Alternative asset manager MidOcean Partners has obtained $304 million of capital commitments for its first fund that will invest in the riskiest tranches of bonds backed by leveraged loans.
The firm, which has $11 billion of assets under management and nearly half that in collateralized loan obligations, began raising funds for MidOcean CLO Equity Fund I in 2023. MidOcean raised $136 million by that September, en route to a targeted $300 million, Bloomberg News reported at the time.
Both new and existing MidOcean clients put money into the fund, which will invest in the company's own CLOs, according to a statement seen by Bloomberg. MidOcean has put about 55% of the fund's capital into seven of those CLOs that represent $2.8 billion of assets under management.

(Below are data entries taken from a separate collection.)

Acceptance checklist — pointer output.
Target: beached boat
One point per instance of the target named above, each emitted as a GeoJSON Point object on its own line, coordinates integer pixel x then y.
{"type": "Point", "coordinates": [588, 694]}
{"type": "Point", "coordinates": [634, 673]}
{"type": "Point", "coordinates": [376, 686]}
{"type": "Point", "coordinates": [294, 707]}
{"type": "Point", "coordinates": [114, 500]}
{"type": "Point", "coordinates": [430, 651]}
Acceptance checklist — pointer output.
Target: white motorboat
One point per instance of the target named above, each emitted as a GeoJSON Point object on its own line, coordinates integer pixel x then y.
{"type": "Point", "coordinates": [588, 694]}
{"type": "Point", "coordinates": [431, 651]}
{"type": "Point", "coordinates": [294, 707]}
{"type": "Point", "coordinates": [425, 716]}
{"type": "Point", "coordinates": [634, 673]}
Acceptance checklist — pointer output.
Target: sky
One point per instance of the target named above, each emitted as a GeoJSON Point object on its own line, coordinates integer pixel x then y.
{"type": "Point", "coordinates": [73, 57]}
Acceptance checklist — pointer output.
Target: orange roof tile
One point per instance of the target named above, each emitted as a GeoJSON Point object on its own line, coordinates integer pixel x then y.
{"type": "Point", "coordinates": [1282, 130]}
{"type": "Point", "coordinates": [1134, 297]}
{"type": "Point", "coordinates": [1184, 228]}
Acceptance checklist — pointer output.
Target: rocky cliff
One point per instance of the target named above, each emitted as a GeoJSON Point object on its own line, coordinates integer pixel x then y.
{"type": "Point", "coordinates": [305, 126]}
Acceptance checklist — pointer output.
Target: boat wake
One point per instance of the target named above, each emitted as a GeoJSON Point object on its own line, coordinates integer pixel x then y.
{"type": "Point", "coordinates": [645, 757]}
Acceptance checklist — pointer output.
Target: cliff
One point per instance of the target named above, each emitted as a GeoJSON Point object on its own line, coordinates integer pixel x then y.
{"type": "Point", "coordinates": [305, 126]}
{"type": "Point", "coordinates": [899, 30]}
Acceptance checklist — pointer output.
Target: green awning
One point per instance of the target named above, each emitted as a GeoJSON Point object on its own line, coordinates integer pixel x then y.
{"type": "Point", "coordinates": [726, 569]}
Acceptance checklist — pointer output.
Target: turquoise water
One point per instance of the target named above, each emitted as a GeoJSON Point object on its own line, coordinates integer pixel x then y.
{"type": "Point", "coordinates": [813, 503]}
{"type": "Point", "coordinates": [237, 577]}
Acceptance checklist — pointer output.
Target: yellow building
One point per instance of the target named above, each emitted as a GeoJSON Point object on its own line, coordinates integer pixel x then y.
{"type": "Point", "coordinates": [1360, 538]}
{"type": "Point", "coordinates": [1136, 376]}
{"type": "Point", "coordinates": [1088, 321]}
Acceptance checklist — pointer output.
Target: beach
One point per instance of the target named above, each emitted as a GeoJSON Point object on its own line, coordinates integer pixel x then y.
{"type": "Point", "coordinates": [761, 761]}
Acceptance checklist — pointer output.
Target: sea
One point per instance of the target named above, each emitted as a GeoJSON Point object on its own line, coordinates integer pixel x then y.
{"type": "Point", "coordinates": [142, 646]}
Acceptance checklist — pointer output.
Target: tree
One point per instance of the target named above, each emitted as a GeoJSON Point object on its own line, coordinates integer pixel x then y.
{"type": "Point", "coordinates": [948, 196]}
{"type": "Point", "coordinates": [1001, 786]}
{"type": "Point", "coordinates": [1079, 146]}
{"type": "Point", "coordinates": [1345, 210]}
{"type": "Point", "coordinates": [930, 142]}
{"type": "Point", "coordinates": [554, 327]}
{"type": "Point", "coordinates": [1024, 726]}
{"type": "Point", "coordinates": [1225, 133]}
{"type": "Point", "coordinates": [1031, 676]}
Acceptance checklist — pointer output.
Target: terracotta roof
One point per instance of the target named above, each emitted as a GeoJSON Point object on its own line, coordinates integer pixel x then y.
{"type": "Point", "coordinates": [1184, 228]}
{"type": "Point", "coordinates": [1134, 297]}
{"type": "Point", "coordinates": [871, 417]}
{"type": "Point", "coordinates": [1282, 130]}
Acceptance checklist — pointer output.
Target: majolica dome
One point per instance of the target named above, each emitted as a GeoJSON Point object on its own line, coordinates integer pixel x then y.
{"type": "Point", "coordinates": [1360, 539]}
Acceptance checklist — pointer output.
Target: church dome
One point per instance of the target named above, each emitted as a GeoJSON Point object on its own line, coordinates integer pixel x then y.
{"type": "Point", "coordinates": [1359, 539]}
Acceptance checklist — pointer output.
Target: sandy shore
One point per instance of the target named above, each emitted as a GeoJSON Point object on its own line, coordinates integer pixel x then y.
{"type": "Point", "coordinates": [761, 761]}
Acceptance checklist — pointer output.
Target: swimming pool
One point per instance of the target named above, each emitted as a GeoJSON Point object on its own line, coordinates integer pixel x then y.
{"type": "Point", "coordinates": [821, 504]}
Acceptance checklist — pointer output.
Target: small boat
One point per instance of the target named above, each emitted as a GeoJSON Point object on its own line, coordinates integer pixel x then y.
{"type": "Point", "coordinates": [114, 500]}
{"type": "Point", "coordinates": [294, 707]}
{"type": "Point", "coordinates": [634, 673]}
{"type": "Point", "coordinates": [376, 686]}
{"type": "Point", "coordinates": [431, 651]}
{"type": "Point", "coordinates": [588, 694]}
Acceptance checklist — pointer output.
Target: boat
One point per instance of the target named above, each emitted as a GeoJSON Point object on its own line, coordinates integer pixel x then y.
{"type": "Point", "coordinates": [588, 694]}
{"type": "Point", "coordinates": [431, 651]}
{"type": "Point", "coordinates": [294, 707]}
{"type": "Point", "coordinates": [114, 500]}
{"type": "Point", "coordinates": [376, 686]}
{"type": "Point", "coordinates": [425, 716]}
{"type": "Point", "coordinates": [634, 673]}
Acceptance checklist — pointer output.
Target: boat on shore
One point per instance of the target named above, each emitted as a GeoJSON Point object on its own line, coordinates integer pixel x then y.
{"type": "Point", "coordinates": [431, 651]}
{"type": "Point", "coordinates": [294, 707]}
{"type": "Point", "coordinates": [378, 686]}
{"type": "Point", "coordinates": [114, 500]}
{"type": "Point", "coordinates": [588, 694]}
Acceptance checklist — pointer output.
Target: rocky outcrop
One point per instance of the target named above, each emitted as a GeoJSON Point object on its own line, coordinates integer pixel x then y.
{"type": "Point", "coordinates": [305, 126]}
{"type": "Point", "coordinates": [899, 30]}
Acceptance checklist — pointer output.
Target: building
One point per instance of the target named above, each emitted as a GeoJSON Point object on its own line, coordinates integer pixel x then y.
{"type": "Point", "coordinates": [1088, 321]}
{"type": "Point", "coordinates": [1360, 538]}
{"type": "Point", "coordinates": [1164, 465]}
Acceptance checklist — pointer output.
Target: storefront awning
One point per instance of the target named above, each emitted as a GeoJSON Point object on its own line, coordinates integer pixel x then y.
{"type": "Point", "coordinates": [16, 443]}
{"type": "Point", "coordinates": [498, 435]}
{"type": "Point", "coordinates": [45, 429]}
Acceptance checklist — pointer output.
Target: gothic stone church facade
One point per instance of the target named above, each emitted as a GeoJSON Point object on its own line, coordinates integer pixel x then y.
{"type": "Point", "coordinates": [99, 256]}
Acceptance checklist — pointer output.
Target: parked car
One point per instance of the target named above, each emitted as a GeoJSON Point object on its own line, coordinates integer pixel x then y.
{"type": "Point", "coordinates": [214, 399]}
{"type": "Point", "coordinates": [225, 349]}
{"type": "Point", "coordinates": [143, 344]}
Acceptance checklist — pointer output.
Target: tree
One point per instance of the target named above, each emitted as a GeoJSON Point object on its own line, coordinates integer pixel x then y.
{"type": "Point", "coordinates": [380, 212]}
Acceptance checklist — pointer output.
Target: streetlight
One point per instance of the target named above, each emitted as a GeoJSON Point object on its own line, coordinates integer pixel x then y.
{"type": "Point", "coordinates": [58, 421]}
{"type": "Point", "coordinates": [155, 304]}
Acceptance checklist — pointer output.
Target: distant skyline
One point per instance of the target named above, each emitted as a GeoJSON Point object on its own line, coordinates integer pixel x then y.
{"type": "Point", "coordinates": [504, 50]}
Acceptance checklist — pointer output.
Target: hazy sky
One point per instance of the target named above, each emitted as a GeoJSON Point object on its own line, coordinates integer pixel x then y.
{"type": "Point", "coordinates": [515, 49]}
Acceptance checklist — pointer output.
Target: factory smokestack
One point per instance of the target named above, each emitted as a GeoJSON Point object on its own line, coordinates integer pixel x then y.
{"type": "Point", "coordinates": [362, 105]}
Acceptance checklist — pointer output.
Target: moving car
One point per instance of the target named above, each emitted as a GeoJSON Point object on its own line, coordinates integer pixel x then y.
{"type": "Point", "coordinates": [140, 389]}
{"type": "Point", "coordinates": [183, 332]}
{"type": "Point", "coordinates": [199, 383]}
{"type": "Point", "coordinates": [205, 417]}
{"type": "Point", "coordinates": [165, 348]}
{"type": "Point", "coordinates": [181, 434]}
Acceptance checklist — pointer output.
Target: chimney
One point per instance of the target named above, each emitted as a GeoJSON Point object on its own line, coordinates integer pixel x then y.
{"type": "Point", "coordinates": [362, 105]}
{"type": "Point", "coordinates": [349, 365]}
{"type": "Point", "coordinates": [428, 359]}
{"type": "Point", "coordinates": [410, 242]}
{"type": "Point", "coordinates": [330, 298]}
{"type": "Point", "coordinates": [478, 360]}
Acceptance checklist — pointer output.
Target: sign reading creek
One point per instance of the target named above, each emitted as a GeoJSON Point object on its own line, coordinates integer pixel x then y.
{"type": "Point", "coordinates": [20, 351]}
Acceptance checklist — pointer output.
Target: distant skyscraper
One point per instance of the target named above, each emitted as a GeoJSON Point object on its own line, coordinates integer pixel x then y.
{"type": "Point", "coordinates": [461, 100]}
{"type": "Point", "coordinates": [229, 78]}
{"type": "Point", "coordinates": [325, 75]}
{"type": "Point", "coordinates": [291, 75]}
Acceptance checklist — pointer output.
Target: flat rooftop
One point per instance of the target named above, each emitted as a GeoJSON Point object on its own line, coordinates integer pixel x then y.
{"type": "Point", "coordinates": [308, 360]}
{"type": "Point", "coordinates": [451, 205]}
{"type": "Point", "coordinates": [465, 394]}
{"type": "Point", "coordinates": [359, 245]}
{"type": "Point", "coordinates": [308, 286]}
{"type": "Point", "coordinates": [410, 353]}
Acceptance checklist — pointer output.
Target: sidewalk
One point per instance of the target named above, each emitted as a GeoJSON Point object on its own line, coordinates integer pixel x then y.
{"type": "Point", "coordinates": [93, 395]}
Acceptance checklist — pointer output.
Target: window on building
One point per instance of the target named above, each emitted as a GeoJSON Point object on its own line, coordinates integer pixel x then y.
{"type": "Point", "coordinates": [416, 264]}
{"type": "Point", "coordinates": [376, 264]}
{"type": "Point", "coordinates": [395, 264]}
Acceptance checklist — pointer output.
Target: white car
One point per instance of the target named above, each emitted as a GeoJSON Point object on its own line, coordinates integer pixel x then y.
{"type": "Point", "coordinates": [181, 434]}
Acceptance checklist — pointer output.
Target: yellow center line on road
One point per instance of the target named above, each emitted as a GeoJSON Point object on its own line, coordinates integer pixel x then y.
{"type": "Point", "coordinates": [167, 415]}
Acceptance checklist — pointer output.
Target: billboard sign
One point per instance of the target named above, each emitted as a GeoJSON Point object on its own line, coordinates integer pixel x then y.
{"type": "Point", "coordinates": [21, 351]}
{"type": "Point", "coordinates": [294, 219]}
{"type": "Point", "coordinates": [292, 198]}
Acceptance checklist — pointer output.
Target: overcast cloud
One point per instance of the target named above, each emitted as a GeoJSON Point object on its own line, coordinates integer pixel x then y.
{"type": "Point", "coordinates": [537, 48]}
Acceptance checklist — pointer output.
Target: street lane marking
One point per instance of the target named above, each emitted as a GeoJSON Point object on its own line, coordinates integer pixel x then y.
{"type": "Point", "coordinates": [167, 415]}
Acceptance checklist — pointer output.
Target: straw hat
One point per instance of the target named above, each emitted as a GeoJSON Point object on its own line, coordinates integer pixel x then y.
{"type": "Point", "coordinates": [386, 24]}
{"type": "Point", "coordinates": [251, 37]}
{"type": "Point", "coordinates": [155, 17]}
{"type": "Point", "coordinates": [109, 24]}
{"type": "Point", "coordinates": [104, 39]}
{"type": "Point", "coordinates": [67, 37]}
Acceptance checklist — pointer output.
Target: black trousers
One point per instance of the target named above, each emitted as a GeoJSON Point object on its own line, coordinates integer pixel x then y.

"This capital will enable us to be nimble and opportunistic during an exciting and dynamic time for the CLO market," said Jamil Nathoo, according to the statement. MidOcean has been active in CLOs for more than a decade, and Nathoo leads MidOcean's CLO team along with Joseph Rotondo.
The new fund is part of a larger push by CLO managers to set up their own equity vehicles, which can allow managers to deploy capital and speed up issuance timing. Getting investors for the riskiest portion of the debt can be difficult.
Investors have seen double-digit returns this year, with performance helped by record amounts of a type of CLO refinancings called resets.
Issuance in the $1.3 trillion CLO market has soared this year, hitting their highest ever in the US at nearly $200 billion, according to data compiled by Bloomberg News. Even private credit has been part of the CLO sales surge. This as leveraged loans, of which CLOs are the biggest buyers, has had record deal launches this month in capping the market's first $1 trillion year.
MidOcean's most-recent US CLO transactions were a new issue in October and a reset in November, according to data compiled by Bloomberg.